Il processo inizia con la mobilizzazione delle cellule staminali. Normalmente, la maggior parte delle cellule staminali ematopoietiche rimane nel midollo osseo. Per raccogliere abbastanza cellule per il trapianto, i pazienti ricevono farmaci fattori di crescita—sostanze simili agli ormoni che stimolano il midollo osseo a produrre più cellule staminali. Farmaci aggiuntivi aiutano a spostare queste cellule dal midollo osseo nel flusso sanguigno, un processo chiamato mobilizzazione.[5]
La raccolta delle cellule staminali, chiamata anche prelievo o aferesi, coinvolge una macchina che filtra le cellule staminali dal sangue. Il sangue viene prelevato da una vena in un braccio, scorre attraverso una macchina separatrice di cellule che rimuove le cellule staminali, e poi ritorna al corpo attraverso una vena nell’altro braccio. Questo processo non fa male ma può richiedere dalle tre alle quattro ore e potrebbe dover essere ripetuto per raccogliere abbastanza cellule.

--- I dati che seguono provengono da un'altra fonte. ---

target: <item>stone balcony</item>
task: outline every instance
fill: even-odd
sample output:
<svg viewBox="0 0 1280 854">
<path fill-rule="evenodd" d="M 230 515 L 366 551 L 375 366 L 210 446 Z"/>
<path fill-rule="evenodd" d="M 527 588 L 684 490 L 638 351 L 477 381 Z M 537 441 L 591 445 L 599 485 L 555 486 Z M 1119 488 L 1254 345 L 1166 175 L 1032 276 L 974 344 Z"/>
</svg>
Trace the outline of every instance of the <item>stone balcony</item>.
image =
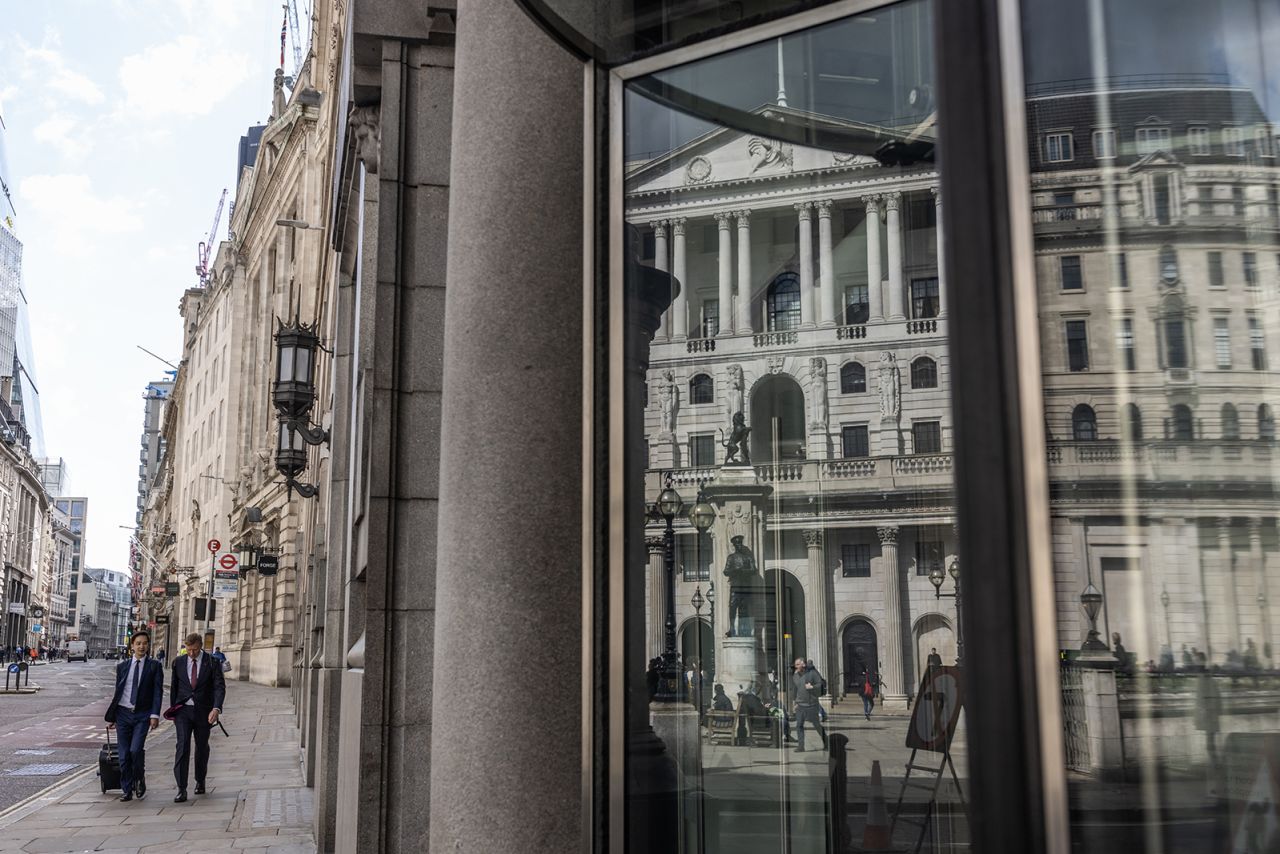
<svg viewBox="0 0 1280 854">
<path fill-rule="evenodd" d="M 1052 442 L 1051 481 L 1133 479 L 1140 483 L 1271 483 L 1271 442 Z"/>
</svg>

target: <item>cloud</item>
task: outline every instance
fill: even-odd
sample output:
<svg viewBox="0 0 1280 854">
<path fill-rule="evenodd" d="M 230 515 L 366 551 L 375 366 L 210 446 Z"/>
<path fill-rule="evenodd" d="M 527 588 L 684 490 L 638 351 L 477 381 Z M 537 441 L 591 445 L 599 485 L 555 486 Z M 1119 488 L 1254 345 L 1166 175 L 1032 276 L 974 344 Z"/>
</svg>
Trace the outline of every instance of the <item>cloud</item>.
<svg viewBox="0 0 1280 854">
<path fill-rule="evenodd" d="M 206 115 L 248 78 L 243 54 L 210 50 L 195 36 L 152 45 L 120 63 L 124 111 L 133 118 Z"/>
</svg>

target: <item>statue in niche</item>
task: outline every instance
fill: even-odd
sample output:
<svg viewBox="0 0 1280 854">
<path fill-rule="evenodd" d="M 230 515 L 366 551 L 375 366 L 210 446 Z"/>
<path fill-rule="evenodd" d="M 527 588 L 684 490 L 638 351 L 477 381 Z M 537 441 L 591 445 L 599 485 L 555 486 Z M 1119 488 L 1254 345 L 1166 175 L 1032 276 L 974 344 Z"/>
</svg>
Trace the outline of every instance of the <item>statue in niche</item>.
<svg viewBox="0 0 1280 854">
<path fill-rule="evenodd" d="M 881 417 L 896 419 L 900 411 L 897 365 L 893 362 L 893 353 L 887 350 L 881 353 L 879 384 Z"/>
<path fill-rule="evenodd" d="M 746 426 L 746 416 L 741 412 L 733 414 L 733 429 L 730 430 L 728 440 L 721 442 L 724 447 L 724 465 L 751 465 L 751 448 L 748 446 L 748 438 L 751 435 L 751 428 Z M 737 455 L 742 455 L 741 462 L 737 460 Z"/>
<path fill-rule="evenodd" d="M 827 429 L 827 360 L 814 356 L 809 360 L 809 379 L 813 380 L 810 399 L 813 416 L 810 424 L 815 430 Z"/>
<path fill-rule="evenodd" d="M 676 414 L 680 411 L 680 388 L 676 385 L 676 374 L 663 371 L 662 387 L 658 389 L 658 402 L 662 406 L 662 431 L 664 435 L 676 435 Z"/>
<path fill-rule="evenodd" d="M 728 366 L 728 416 L 732 419 L 739 412 L 745 412 L 746 407 L 742 402 L 742 389 L 746 383 L 742 380 L 742 366 L 730 365 Z"/>
<path fill-rule="evenodd" d="M 728 638 L 750 638 L 755 634 L 753 607 L 764 579 L 755 565 L 755 556 L 739 534 L 730 538 L 733 551 L 724 561 L 728 579 Z"/>
</svg>

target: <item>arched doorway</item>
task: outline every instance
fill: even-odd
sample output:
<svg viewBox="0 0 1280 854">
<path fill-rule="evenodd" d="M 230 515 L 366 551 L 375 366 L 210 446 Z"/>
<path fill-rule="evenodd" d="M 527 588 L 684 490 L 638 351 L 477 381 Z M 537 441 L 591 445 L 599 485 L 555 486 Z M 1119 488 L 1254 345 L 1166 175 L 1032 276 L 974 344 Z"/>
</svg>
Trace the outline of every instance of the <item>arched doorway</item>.
<svg viewBox="0 0 1280 854">
<path fill-rule="evenodd" d="M 751 391 L 751 462 L 803 460 L 804 392 L 786 374 L 765 376 Z"/>
<path fill-rule="evenodd" d="M 845 694 L 859 693 L 859 679 L 868 667 L 874 670 L 879 661 L 876 626 L 867 620 L 850 620 L 840 635 L 841 661 L 845 665 Z"/>
<path fill-rule="evenodd" d="M 956 636 L 951 624 L 940 613 L 927 613 L 915 621 L 915 684 L 920 684 L 929 663 L 929 650 L 937 649 L 942 663 L 956 663 Z"/>
<path fill-rule="evenodd" d="M 804 625 L 804 588 L 786 570 L 764 572 L 763 638 L 765 670 L 778 680 L 791 672 L 791 662 L 809 657 L 809 636 Z"/>
</svg>

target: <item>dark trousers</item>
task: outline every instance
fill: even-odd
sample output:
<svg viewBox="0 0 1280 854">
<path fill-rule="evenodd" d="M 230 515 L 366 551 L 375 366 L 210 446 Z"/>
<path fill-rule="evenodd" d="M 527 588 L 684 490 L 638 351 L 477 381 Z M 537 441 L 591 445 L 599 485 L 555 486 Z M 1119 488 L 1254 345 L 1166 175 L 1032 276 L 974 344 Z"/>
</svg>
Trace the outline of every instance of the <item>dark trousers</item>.
<svg viewBox="0 0 1280 854">
<path fill-rule="evenodd" d="M 120 736 L 120 791 L 128 794 L 146 778 L 147 731 L 151 714 L 122 708 L 115 714 L 115 732 Z"/>
<path fill-rule="evenodd" d="M 196 736 L 196 784 L 205 784 L 209 771 L 209 714 L 201 714 L 195 705 L 183 705 L 173 721 L 178 730 L 178 753 L 173 762 L 173 778 L 178 790 L 187 790 L 187 768 L 191 766 L 191 736 Z"/>
</svg>

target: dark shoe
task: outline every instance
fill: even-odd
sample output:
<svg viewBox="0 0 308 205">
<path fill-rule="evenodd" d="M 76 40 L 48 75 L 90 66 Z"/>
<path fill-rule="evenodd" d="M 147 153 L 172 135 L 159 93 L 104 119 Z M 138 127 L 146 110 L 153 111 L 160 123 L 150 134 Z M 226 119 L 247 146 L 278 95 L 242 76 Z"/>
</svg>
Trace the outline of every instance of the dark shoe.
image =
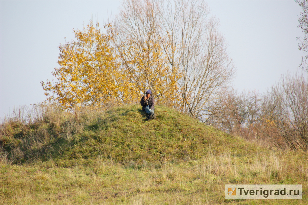
<svg viewBox="0 0 308 205">
<path fill-rule="evenodd" d="M 149 120 L 153 119 L 153 115 L 154 115 L 154 114 L 152 113 L 149 116 Z"/>
</svg>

Le cellule staminali raccolte vengono poi congelate e conservate fino a quando non sono necessarie.[5][12]
Il regime di condizionamento che segue è progettato per raggiungere diversi obiettivi. Nel trattamento del cancro, mira a uccidere eventuali cellule tumorali rimanenti. La chemioterapia e la radioterapia intensiva liberano anche spazio nel midollo osseo affinché le nuove cellule staminali possano stabilirsi. Tuttavia, questo stesso trattamento danneggia o distrugge gravemente la capacità del midollo osseo di produrre cellule del sangue, motivo per cui il trapianto è necessario.[6]
Dopo che il condizionamento è completo, le cellule staminali conservate vengono scongelate e reinfuse nel paziente attraverso una linea endovenosa. L’infusione stessa è relativamente semplice e simile al ricevere una trasfusione di sangue. Le cellule staminali viaggiano attraverso il flusso sanguigno e naturalmente trovano la loro strada di ritorno al midollo osseo, dove iniziano a insediarsi e stabilirsi.[5]
Il periodo critico che segue è quando le nuove cellule staminali devono attecchire, o iniziare a crescere e produrre nuove cellule del sangue. L’attecchimento richiede tipicamente dalle due alle tre settimane ma può richiedere più tempo. Durante questo periodo, i conteggi delle cellule del sangue rimangono molto bassi, lasciando i pazienti vulnerabili a infezioni, sanguinamenti e anemia. Una volta che si verifica l’attecchimento, i conteggi del sangue iniziano gradualmente ad aumentare, anche se il recupero completo del sistema immunitario può richiedere molti mesi.[6][20]
Il recupero del corpo dopo il trapianto non è immediato né lineare. Può volerci un anno o più perché i pazienti sentano di star davvero recuperando. I livelli di energia migliorano lentamente, la funzione immunitaria si rafforza gradualmente e gli effetti collaterali si risolvono gradualmente. Gli appuntamenti di follow-up regolari aiutano i medici a monitorare questo processo di recupero e affrontare eventuali complicazioni che sorgono.[12][20]